In conclusion, the exploration of motherhood and parenthood, prompted by the thought-provoking Women in Revolt! exhibition and the subsequent reflections on contemporary challenges, unveils a multifaceted landscape. While societal progress is evident, particularly in the realm of equal rights and evolving gender roles, a deeper scrutiny reveals persistent disparities, notably in the unequal distribution of domestic responsibilities.

The dichotomy between the idyllic portrayals of parenthood on social media and the unfiltered, comedic narratives emerging from the millennial generation underscores the need for a more nuanced conversation.
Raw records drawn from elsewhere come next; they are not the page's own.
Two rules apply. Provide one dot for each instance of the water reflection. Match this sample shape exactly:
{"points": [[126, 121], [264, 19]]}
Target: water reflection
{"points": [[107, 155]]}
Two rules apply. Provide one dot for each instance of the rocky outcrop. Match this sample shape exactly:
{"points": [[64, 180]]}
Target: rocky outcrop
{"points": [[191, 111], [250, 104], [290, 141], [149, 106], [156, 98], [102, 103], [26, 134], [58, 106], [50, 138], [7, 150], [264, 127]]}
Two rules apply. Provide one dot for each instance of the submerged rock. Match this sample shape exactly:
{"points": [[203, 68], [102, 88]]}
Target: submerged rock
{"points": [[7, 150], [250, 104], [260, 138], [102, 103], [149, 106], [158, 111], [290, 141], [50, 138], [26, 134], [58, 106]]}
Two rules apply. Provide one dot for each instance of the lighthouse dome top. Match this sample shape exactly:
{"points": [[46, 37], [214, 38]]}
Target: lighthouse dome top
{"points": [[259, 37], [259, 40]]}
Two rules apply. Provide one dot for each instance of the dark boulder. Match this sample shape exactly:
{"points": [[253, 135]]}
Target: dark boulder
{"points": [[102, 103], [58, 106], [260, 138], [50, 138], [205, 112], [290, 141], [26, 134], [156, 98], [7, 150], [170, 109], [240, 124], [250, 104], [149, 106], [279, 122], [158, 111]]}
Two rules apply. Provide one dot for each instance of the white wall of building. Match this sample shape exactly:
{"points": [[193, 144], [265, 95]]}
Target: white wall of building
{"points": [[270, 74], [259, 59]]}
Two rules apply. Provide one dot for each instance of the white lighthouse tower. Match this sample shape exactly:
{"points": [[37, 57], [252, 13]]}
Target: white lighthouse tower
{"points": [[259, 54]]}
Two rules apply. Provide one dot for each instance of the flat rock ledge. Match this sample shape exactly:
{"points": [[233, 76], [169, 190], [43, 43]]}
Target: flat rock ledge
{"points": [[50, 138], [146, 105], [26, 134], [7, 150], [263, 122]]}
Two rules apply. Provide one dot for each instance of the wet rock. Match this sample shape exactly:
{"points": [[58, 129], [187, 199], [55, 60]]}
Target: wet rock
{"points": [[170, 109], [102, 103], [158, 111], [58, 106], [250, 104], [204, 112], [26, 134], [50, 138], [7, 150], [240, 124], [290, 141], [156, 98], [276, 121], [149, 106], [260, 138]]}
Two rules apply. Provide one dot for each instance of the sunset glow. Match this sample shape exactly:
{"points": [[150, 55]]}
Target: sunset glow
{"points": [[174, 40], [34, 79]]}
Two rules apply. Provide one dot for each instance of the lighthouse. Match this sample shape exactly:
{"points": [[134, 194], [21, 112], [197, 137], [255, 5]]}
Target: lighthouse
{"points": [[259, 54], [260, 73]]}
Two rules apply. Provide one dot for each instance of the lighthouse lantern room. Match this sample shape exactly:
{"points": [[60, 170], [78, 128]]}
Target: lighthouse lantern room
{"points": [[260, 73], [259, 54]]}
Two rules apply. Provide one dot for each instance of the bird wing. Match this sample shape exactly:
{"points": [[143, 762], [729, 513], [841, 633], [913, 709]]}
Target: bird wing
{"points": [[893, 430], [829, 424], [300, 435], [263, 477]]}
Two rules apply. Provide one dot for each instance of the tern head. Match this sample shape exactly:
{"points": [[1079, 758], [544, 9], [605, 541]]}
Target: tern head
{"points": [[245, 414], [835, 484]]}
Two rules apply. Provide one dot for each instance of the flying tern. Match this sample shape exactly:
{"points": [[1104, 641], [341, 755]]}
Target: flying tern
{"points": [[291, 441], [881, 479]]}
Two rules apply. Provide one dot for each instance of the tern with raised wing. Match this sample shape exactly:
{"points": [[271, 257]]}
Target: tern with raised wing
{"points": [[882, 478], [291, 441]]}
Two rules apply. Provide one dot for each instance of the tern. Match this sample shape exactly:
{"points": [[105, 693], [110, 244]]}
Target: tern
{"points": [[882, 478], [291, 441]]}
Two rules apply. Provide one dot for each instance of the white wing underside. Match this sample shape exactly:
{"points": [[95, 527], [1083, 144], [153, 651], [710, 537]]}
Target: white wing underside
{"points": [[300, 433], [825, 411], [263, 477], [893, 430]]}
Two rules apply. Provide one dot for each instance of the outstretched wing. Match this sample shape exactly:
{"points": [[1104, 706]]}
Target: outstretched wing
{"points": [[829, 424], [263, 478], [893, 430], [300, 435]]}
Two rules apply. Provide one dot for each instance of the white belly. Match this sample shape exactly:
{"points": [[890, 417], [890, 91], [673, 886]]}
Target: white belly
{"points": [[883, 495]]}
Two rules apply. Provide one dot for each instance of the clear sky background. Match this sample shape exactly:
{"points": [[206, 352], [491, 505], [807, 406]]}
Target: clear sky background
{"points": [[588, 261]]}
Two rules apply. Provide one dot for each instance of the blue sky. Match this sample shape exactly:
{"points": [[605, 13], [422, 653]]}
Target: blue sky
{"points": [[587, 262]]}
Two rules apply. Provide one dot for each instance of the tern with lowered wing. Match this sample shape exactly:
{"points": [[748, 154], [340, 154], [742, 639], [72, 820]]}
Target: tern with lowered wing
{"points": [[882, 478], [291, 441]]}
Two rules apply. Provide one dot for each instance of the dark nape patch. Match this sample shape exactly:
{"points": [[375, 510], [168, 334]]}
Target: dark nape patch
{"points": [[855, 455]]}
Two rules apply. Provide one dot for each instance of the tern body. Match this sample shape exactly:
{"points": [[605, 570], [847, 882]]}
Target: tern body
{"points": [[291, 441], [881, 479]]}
Behind the scenes, parents navigate a complex web of economic pressures, dual-income necessities, and the unrelenting demands of household chores. The humor derived from these shared struggles not only serves as a coping mechanism but also carries the potential to reshape societal perceptions and expectations surrounding parenthood.

As we grapple with these realities, it becomes evident that the journey of parenthood is a continual negotiation between triumphs and tribulations. The hope lies in the ability to confront these challenges with resilience, foster open dialogues that transcend societal norms, and work towards a more equitable and supportive framework for parents. The personal pride in witnessing a child's milestones, juxtaposed with the perennial challenges like weather limitations and a lack of parent-friendly spaces, serves as a poignant reminder that parenthood is a dynamic and ever-evolving journey.

In the insightful reflections of Rhiannon Lucy Cosslett, we find a call for greater acknowledgment of the unseen struggles and a plea for more inclusive spaces that cater to the unique needs of parents and children. As we navigate the uncharted territories of the Republic of Parenthood, embracing both the highs and lows, we are prompted to envision a future where shared responsibilities, economic equity, and supportive environments redefine the landscape of parenting.